Sunday, June 13

AIP/VISIONARY CINEMA ANNOUNCE THREE-PICTURE DEAL

AIP/VISIONARY CINEMA ANNOUNCE THREE-PICTURE DEAL

(June 9, 2010 – Los Angeles, CA)

Legendary low-budget film production company American-International Pictures, founded in 1953, and upstart Visionary Cinema have joined forces to produce three original feature films.

As with the original AIP, the films will have modest budgets and be geared to the independent theatrical and worldwide DVD market.

Best know for the Roger Corman exploitation pictures, AIP is now the proprietorship of Craig Scott Lamb, a passionate filmmaker and promoter who has custody of the shingle and notable others from cinema history.  Writer-director Scott Essman likewise founded Visionary Cinema in New York City in 1988.  The goal of both firms – leading to the natural collaboration - is to produce original content in both live-action and animation, focusing on the science-fiction, fantasy, and horror genres.
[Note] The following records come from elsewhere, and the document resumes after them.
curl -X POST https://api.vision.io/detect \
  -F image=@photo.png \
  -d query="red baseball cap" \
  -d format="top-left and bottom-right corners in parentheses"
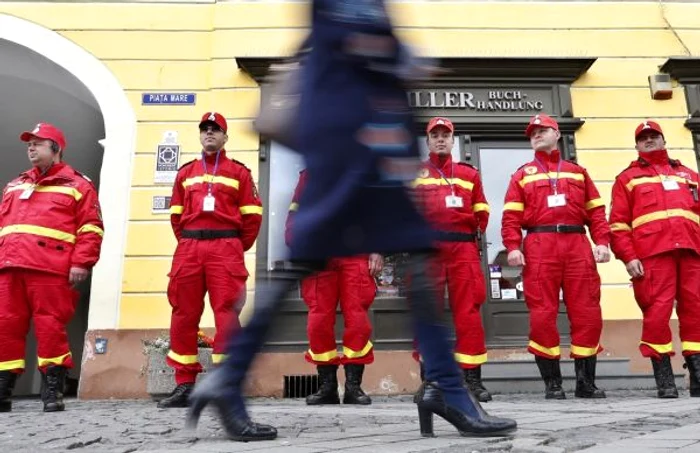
top-left (634, 121), bottom-right (664, 142)
top-left (425, 116), bottom-right (455, 133)
top-left (525, 113), bottom-right (559, 137)
top-left (199, 112), bottom-right (228, 134)
top-left (19, 123), bottom-right (66, 150)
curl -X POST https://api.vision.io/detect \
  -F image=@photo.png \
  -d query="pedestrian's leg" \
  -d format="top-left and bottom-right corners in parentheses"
top-left (408, 253), bottom-right (516, 436)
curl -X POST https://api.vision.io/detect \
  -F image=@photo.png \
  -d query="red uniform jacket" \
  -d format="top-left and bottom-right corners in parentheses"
top-left (610, 150), bottom-right (700, 263)
top-left (0, 163), bottom-right (104, 275)
top-left (414, 153), bottom-right (489, 233)
top-left (170, 150), bottom-right (262, 250)
top-left (501, 150), bottom-right (610, 252)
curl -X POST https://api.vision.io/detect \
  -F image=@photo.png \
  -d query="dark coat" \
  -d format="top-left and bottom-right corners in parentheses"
top-left (291, 0), bottom-right (432, 260)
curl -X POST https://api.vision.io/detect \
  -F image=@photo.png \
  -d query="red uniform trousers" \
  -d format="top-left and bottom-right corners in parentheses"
top-left (523, 233), bottom-right (603, 359)
top-left (301, 255), bottom-right (377, 365)
top-left (632, 250), bottom-right (700, 359)
top-left (167, 238), bottom-right (248, 385)
top-left (0, 268), bottom-right (78, 373)
top-left (413, 242), bottom-right (487, 368)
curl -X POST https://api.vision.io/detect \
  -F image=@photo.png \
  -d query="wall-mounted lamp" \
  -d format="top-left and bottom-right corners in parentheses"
top-left (649, 74), bottom-right (673, 100)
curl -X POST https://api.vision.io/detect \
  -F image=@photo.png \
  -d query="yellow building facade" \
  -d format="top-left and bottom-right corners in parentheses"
top-left (0, 0), bottom-right (700, 397)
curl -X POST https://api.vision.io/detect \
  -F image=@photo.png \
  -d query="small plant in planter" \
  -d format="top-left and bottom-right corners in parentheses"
top-left (141, 330), bottom-right (214, 396)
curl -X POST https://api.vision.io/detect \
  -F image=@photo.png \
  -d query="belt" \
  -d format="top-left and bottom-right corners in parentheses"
top-left (437, 231), bottom-right (476, 242)
top-left (527, 224), bottom-right (586, 234)
top-left (182, 230), bottom-right (238, 240)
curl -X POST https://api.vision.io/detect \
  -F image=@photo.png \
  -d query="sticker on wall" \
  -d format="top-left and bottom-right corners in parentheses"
top-left (141, 93), bottom-right (197, 105)
top-left (501, 288), bottom-right (518, 300)
top-left (153, 131), bottom-right (180, 184)
top-left (151, 195), bottom-right (172, 214)
top-left (491, 279), bottom-right (501, 299)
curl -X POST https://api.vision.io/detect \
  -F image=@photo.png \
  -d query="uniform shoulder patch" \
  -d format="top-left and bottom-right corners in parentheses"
top-left (457, 162), bottom-right (479, 171)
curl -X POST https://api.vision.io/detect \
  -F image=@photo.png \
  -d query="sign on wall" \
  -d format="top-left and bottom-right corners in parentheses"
top-left (141, 93), bottom-right (197, 105)
top-left (153, 131), bottom-right (180, 184)
top-left (151, 195), bottom-right (172, 214)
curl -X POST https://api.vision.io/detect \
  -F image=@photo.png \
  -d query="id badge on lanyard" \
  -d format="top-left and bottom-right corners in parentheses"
top-left (202, 151), bottom-right (221, 212)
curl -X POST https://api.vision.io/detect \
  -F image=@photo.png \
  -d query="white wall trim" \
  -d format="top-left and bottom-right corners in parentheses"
top-left (0, 14), bottom-right (136, 330)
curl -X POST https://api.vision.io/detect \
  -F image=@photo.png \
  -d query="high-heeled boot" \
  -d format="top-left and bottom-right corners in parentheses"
top-left (187, 263), bottom-right (323, 441)
top-left (407, 254), bottom-right (517, 437)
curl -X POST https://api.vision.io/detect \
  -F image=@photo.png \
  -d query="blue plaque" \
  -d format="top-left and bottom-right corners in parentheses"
top-left (141, 93), bottom-right (197, 105)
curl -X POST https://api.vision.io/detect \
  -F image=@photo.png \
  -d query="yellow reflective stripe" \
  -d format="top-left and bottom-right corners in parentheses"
top-left (625, 176), bottom-right (688, 191)
top-left (455, 352), bottom-right (486, 365)
top-left (528, 340), bottom-right (561, 356)
top-left (571, 344), bottom-right (600, 357)
top-left (78, 223), bottom-right (105, 236)
top-left (37, 352), bottom-right (72, 366)
top-left (211, 354), bottom-right (226, 365)
top-left (307, 349), bottom-right (338, 362)
top-left (168, 349), bottom-right (198, 365)
top-left (610, 223), bottom-right (632, 231)
top-left (0, 359), bottom-right (25, 371)
top-left (182, 174), bottom-right (239, 189)
top-left (7, 182), bottom-right (83, 201)
top-left (632, 209), bottom-right (700, 228)
top-left (639, 341), bottom-right (673, 354)
top-left (472, 203), bottom-right (491, 212)
top-left (343, 341), bottom-right (374, 359)
top-left (0, 225), bottom-right (75, 244)
top-left (681, 341), bottom-right (700, 351)
top-left (586, 198), bottom-right (605, 210)
top-left (238, 205), bottom-right (262, 215)
top-left (519, 171), bottom-right (584, 187)
top-left (503, 201), bottom-right (525, 211)
top-left (413, 178), bottom-right (474, 190)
“I believe that all filmmakers should know about their industry’s past,” said Lamb.  “It comes in handy to know what they used to do, especially when you can’t afford to have the latest frills.”  Essman added, “I’m thrilled to be aligned with AIP.  They produced many memorable genre films at a time where the studios were rediscovering their m├ętier.  AIP stepped in and filled a great void in genre and exploitation films.”

The first two AIP-Visionary Cinema projects, to be initiated simultaneously, are a live-action and an animated film, both in the aforementioned genre:

Vampire Bat is a public domain remake of a 1933 obscure horror film that starred eventual genre stalwarts Fay Wray, Lionel Atwill, Melvyn Douglas, and Dwight Frye.  One of Lamb’s favorites, Bat – unlike other horror remakes – will retain all of the spirit and story of the original with key updates in designs and dialogue, but will remain a steadfast homage for fans of classic horror movies.

The Monster Makers is a mixed-media animation feature chronicling the history of cinema’s great character creators, from Willis O’Brien, Lon Chaney, Jack Pierce, to contemporary artists including Ray Harryhausen, Dick Smith, Stan Winston, Rick Baker and Dennis Muren.  “We want the type of animation used to reflect the spirit of the artists represented,” Essman said, noting those who worked in stop-motion animation, animatronics, special makeup effects, and computer graphics imagery.

The third collaboration between the two companies will be disclosed in the near future.